Apricot and Walnut Cake
17/11/2023The apricot and walnut cake is a delicious dessert that combines the sweetness and tartness of apricots with the rich flavor and crunchiness of walnuts. Here is the recipe:
Ingredients
- 200 grams of fresh or dried apricots (if they are dried, they need to be rehydrated in water or fruit juice first)
- 150 grams of flour
- 150 grams of sugar
- 100 grams of coarsely chopped walnuts
- 3 eggs
- 100 ml of seed oil or melted butter
- 1 packet of baking powder
- A pinch of salt
- Icing sugar for decorating (optional)
Preparation
- Preheat your oven to 180°C (350°F) and grease a cake tin or line it with parchment paper.

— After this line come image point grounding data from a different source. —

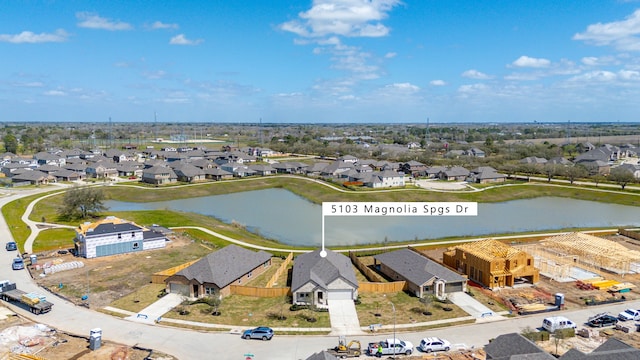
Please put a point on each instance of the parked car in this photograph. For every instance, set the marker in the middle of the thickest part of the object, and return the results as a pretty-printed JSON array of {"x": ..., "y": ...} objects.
[
  {"x": 390, "y": 347},
  {"x": 602, "y": 320},
  {"x": 434, "y": 344},
  {"x": 629, "y": 314},
  {"x": 553, "y": 323},
  {"x": 11, "y": 246},
  {"x": 18, "y": 264},
  {"x": 261, "y": 332}
]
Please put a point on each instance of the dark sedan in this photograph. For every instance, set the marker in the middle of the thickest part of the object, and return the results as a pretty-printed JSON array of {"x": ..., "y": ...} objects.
[{"x": 602, "y": 321}]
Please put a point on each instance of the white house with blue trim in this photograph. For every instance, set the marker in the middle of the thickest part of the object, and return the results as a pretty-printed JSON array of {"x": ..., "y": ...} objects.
[{"x": 112, "y": 236}]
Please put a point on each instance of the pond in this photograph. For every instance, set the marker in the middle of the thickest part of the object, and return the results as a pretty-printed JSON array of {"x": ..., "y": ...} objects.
[{"x": 290, "y": 219}]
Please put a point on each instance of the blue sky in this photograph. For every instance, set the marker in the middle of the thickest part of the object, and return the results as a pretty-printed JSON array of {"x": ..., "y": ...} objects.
[{"x": 322, "y": 61}]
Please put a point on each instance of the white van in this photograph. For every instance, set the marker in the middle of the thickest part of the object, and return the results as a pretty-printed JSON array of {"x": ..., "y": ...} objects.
[{"x": 551, "y": 324}]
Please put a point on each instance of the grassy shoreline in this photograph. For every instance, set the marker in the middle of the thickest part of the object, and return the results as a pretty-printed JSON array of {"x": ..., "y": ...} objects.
[{"x": 308, "y": 188}]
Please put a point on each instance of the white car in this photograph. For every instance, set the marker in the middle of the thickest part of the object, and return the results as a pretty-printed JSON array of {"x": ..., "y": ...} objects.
[
  {"x": 434, "y": 344},
  {"x": 629, "y": 314}
]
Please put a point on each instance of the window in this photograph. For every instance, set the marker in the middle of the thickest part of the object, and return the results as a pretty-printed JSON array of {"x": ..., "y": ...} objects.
[{"x": 210, "y": 291}]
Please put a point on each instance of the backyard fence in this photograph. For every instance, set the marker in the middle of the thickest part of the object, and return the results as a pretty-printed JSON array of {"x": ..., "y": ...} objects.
[
  {"x": 281, "y": 269},
  {"x": 258, "y": 291},
  {"x": 160, "y": 277},
  {"x": 632, "y": 234},
  {"x": 368, "y": 273}
]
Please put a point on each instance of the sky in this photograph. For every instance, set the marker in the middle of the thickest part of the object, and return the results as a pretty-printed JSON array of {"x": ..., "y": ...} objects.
[{"x": 320, "y": 61}]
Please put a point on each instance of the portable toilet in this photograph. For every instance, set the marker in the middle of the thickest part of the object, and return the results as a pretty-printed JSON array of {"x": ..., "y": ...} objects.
[{"x": 95, "y": 338}]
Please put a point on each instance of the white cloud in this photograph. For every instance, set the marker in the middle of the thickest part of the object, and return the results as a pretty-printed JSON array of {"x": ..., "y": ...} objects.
[
  {"x": 526, "y": 61},
  {"x": 182, "y": 40},
  {"x": 599, "y": 61},
  {"x": 406, "y": 87},
  {"x": 599, "y": 76},
  {"x": 631, "y": 75},
  {"x": 620, "y": 34},
  {"x": 475, "y": 74},
  {"x": 352, "y": 18},
  {"x": 94, "y": 21},
  {"x": 160, "y": 25},
  {"x": 29, "y": 84},
  {"x": 33, "y": 38},
  {"x": 55, "y": 93}
]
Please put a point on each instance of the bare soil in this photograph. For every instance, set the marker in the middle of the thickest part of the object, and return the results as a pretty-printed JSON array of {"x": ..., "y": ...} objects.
[
  {"x": 21, "y": 336},
  {"x": 106, "y": 279}
]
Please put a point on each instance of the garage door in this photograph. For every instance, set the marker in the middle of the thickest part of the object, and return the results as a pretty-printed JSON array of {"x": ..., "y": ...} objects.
[
  {"x": 179, "y": 289},
  {"x": 340, "y": 294}
]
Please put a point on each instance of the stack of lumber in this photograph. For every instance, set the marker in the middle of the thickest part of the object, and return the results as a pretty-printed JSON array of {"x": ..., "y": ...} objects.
[
  {"x": 604, "y": 284},
  {"x": 622, "y": 287}
]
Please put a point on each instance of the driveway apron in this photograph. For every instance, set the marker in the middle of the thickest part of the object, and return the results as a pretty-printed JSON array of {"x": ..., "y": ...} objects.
[{"x": 344, "y": 318}]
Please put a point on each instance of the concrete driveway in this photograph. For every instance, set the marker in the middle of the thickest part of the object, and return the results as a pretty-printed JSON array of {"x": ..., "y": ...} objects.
[{"x": 344, "y": 318}]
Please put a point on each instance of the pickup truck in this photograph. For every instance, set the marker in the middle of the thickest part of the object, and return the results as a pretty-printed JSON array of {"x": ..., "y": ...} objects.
[
  {"x": 36, "y": 303},
  {"x": 390, "y": 347}
]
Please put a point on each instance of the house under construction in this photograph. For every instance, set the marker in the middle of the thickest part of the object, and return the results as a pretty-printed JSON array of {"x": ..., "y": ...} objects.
[
  {"x": 558, "y": 256},
  {"x": 492, "y": 263}
]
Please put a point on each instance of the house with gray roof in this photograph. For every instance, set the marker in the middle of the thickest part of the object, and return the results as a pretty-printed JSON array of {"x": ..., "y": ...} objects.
[
  {"x": 215, "y": 273},
  {"x": 423, "y": 275},
  {"x": 317, "y": 280},
  {"x": 454, "y": 173},
  {"x": 159, "y": 175},
  {"x": 612, "y": 349},
  {"x": 262, "y": 169},
  {"x": 187, "y": 172}
]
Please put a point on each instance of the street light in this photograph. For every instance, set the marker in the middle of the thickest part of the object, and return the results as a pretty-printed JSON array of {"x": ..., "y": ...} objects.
[{"x": 394, "y": 327}]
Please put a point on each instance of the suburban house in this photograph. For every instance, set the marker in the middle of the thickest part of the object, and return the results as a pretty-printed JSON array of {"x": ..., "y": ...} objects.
[
  {"x": 381, "y": 179},
  {"x": 215, "y": 273},
  {"x": 475, "y": 152},
  {"x": 454, "y": 173},
  {"x": 317, "y": 280},
  {"x": 101, "y": 169},
  {"x": 112, "y": 236},
  {"x": 492, "y": 263},
  {"x": 414, "y": 168},
  {"x": 188, "y": 173},
  {"x": 159, "y": 175},
  {"x": 485, "y": 174},
  {"x": 422, "y": 275}
]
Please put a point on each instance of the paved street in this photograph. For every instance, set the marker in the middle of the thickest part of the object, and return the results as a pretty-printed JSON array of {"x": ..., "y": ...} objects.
[{"x": 188, "y": 344}]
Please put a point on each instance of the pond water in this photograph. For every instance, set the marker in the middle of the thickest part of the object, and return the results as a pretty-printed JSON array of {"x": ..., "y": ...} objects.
[{"x": 283, "y": 216}]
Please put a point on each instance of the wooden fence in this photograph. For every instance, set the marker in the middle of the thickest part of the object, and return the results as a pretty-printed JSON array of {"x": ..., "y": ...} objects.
[
  {"x": 368, "y": 273},
  {"x": 281, "y": 269},
  {"x": 376, "y": 287},
  {"x": 160, "y": 277},
  {"x": 258, "y": 292},
  {"x": 632, "y": 234}
]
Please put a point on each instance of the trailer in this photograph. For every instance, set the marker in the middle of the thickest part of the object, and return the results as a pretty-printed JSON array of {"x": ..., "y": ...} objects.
[{"x": 36, "y": 303}]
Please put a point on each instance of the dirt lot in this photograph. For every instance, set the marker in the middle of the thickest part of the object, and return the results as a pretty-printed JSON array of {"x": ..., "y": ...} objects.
[
  {"x": 21, "y": 336},
  {"x": 107, "y": 279},
  {"x": 544, "y": 290}
]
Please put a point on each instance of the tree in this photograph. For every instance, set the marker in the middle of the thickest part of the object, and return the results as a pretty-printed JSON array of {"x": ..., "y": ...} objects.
[
  {"x": 551, "y": 170},
  {"x": 10, "y": 143},
  {"x": 82, "y": 202},
  {"x": 621, "y": 177},
  {"x": 575, "y": 172}
]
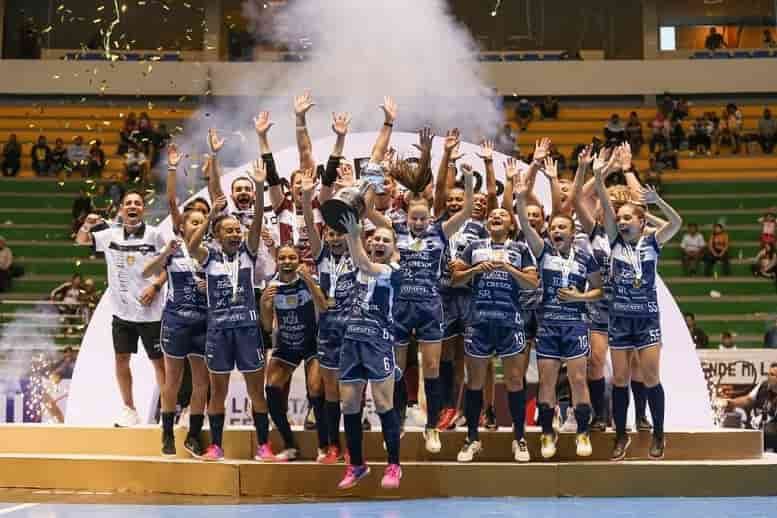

- If you’re using dried apricots, soak them in warm water or fruit juice until they’re soft, then drain them.
- Wash the fresh apricots, remove the stones, and cut them into small pieces.
- In a mixing bowl, beat the eggs with the sugar until the mixture is light and fluffy.
- Slowly add the oil or melted butter to the egg mixture, continuing to beat.
- In another bowl, mix the flour with the baking powder and salt, then gently fold this into the wet ingredients until just combined.
- Stir in the chopped apricots and walnuts, making sure they’re evenly distributed throughout the batter.
- Pour the batter into the prepared cake tin and smooth the top with a spatula.
- Bake in the preheated oven for about 40 minutes or until a toothpick inserted into the center comes out clean.
- Allow the cake to cool in the tin for a few minutes before transferring it to a wire rack to cool completely.
- Once cooled, dust with icing sugar if desired before serving.
Trivia
This cake has peasant origins and was often made in the summer season when apricots were ripe and abundant. The walnuts add not only flavor and crunchiness but also nutrients like Omega-3, which pair well with the nutritional profile of apricots rich in vitamin A.
For an entirely Italian touch, you can add a bit of limoncello to the dough or a sprinkle of cinnamon. These tweaks will give the cake an even more inviting aroma and a stronger connection to the Italian confectionery tradition.